When should you use petrified blood?

Petrified Blood: A Comprehensive Guide to When and How to Use It in Path of Exile

When should you use Petrified Blood in Path of Exile? The short answer is: when you need increased survivability against large single hits and are willing to build around the low-life playstyle. This generally means investing in life recovery, especially life flasks, and potentially leveraging other mechanics that benefit from being at low life. Petrified Blood is a powerful defensive spell that can significantly improve your character’s ability to withstand heavy burst damage, but it comes with trade-offs that must be carefully considered and mitigated.

Understanding Petrified Blood’s Mechanics

Petrified Blood is a spell that reserves a portion of your mana to provide a unique form of damage mitigation.
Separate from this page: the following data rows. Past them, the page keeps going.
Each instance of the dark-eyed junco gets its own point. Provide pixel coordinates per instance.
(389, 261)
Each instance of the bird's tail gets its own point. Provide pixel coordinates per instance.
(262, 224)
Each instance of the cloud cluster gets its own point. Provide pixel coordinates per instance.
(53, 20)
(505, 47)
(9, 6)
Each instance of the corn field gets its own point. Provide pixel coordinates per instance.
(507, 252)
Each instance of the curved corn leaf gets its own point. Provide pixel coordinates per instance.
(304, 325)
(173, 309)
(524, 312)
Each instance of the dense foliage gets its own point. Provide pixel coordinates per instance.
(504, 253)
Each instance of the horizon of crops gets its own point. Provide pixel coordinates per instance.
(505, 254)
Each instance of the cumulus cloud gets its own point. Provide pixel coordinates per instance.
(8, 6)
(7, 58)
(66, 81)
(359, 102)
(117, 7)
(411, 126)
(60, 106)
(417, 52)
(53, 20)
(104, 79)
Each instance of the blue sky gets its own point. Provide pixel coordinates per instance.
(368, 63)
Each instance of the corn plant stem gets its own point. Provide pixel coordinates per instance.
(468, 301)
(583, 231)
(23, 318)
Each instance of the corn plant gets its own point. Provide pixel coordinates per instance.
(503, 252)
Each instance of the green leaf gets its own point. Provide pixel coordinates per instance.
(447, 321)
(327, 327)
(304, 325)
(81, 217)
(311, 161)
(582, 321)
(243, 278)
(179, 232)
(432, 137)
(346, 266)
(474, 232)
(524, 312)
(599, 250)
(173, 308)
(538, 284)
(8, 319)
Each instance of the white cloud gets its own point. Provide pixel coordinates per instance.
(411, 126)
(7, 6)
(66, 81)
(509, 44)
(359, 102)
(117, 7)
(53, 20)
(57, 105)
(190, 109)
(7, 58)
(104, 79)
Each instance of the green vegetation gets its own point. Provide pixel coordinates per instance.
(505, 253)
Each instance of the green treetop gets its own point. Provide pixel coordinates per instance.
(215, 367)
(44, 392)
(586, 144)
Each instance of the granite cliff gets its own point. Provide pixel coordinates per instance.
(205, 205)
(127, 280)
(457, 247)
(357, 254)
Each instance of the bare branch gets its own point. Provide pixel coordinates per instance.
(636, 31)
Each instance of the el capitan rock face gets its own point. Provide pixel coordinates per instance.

It works by causing a portion of the immediate life loss from hits to be taken over time, rather than all at once. Specifically, it prevents immediate life loss above the low-life threshold (50% of maximum life), spreading that prevented portion as a life loss over time debuff.

This has several key implications:

  • Damage Smoothing: Petrified Blood essentially spreads out incoming damage, making it easier to recover from. Instead of being instantly killed by a massive hit, you have time to react and use life flasks or other recovery methods.
  • Low-Life Synergy: By design, Petrified Blood incentivizes playing at or near the low-life threshold. This unlocks access to certain passive skills (like Pain Attunement for increased spell damage) and support gems (like Bloodthirst Support for attack skills) that provide significant benefits when you are at low life.
  • Life Recovery Reliance: Because Petrified Blood causes continuous life loss, you must have reliable ways to regenerate or recover life to stay alive. Life flasks are the primary method, but other sources of recovery, such as life leech, life regeneration, and recoup, can also be effective.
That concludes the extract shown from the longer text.